Yo ya tengo el mío, previsora, sí, no quería que este año me piyase el carro, y ya lleva en mi armario unas cuantas semanas, una faldita de plumas, con un top de hombros asimétricos, medias tupidas, y peep toes (temo por mis plumas :S) espero poder subirlo, siempre estoy con que voy a subir fotos con los looks y nunca termino de hacerlo...
Es una fecha que adoro, la noche del 31, y el día 6 son mis fechas clave, ansío su llegada incluso más que la de mi cumpleaños, simplemente porque estoy con todos ellos, con todos y cada uno de mis familiares.
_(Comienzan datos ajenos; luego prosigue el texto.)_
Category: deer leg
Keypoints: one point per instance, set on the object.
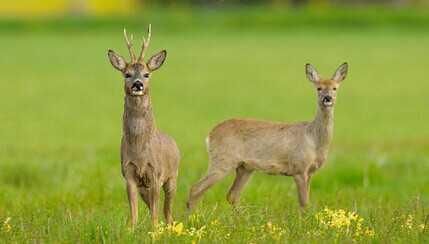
(144, 193)
(132, 198)
(241, 178)
(203, 185)
(302, 184)
(169, 193)
(153, 203)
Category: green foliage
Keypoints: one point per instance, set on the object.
(61, 101)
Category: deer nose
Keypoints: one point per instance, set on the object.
(327, 99)
(138, 85)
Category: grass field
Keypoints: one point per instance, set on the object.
(61, 107)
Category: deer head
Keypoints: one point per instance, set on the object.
(137, 72)
(326, 88)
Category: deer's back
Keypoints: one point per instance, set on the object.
(257, 142)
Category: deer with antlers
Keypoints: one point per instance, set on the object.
(248, 145)
(149, 158)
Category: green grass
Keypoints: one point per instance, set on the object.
(61, 107)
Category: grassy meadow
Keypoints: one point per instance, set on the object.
(61, 110)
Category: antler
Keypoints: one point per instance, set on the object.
(145, 43)
(130, 46)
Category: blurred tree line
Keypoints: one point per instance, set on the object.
(285, 2)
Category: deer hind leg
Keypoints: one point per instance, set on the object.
(169, 192)
(203, 185)
(241, 178)
(303, 186)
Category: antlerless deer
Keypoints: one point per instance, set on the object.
(296, 150)
(149, 158)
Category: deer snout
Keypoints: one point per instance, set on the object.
(137, 85)
(327, 99)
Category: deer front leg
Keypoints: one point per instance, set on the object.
(154, 203)
(303, 186)
(132, 198)
(169, 193)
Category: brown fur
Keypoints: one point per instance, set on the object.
(246, 145)
(149, 158)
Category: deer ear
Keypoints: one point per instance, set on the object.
(157, 60)
(311, 73)
(116, 60)
(341, 73)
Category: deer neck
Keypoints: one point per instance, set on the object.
(138, 120)
(322, 128)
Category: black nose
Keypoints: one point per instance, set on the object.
(138, 85)
(327, 99)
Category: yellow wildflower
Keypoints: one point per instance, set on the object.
(6, 225)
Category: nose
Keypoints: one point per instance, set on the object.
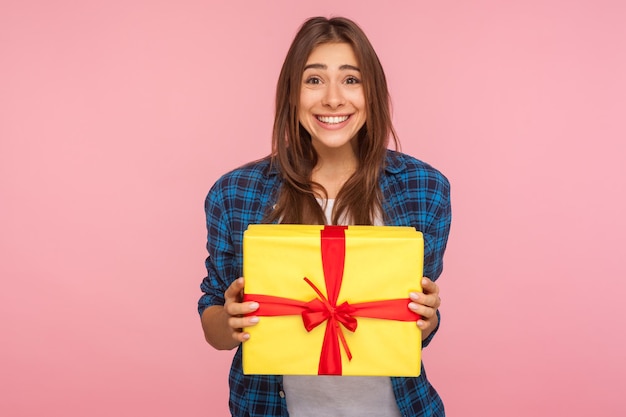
(333, 96)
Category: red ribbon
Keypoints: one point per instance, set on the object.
(325, 309)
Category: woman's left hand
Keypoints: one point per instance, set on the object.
(426, 304)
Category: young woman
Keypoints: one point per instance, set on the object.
(329, 165)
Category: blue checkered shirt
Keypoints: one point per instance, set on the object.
(414, 194)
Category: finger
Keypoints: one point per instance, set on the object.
(240, 323)
(239, 309)
(425, 312)
(430, 300)
(429, 287)
(234, 290)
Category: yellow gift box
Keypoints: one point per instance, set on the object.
(333, 300)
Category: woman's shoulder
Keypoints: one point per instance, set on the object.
(255, 171)
(407, 165)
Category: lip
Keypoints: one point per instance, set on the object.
(334, 124)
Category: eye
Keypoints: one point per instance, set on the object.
(313, 80)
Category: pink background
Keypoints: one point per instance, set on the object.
(117, 116)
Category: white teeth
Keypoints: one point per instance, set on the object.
(332, 120)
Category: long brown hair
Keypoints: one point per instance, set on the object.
(360, 199)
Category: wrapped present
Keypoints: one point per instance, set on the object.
(333, 300)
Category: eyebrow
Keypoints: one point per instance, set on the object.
(324, 66)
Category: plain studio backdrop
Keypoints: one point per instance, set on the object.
(117, 116)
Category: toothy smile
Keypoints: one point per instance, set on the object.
(332, 120)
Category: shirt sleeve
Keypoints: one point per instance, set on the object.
(221, 253)
(437, 238)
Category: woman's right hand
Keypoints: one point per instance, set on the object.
(235, 308)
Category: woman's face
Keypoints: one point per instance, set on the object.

Se respira felicidad, alegría, buen humor, complicidad, amparo, protección, seguridad... Es mágico. Y único.
Para algunas personas estas fechas no tienen ninguna importancia especial, creen que son un invento de las grandes multinacionales, o un invento de la iglesia o un invento sin más... Pero yo les digo, amigos, qué importa que sea un invento, qué importan tus creencias, si, por la razón que sea, en estas fechas se ha "acordado" que sean unas fechas familiares, de unión, de cariño, de perdón y olvido, de no rencor, de felicidad y cariño.
Qué me importan a mi los regalos, (no los niego, claro... Jajaja) si tengo que elegir entre los regalos del día 6, o estar con mi familia en esa comida, o la noche vieja, adelante.
No lo miréis desde un punto de vista consumidor, si no desde un punto de vista familiar, los mejores detalles, los mejores regalos, no son los materiales, todos vosotros lo sabéis.
No hay nada como ver como tu padre se muere por que llegues a casa y le des un abrazo, o le dediques una sonrisa, o tu madre, no hay nada como reir con ella, como si fueseis dos niñas pequeñas, o tu abuela, que te achuche hasta casi estrujarte porque has ido a verla, pero que no le importe el hecho de que no lo hagas, porque sabe lo ocupada que estás, o tus tías, que cada vez que te ven aparecer por casa, te piropean y te piden la mitad de tu armario mientras te llenan de besos y abrazos, o tu primo, que sin decírtelo, tú sabes que haría cualquier cosa, o más, por tí, o tus primas, que te miran, y sin que articulen una sola palabra, sabes que te quieren y admiran como a nadie...
No lo cambio por nada, por nada de nada. No hay una sola cosa, que me llene tanto como ello.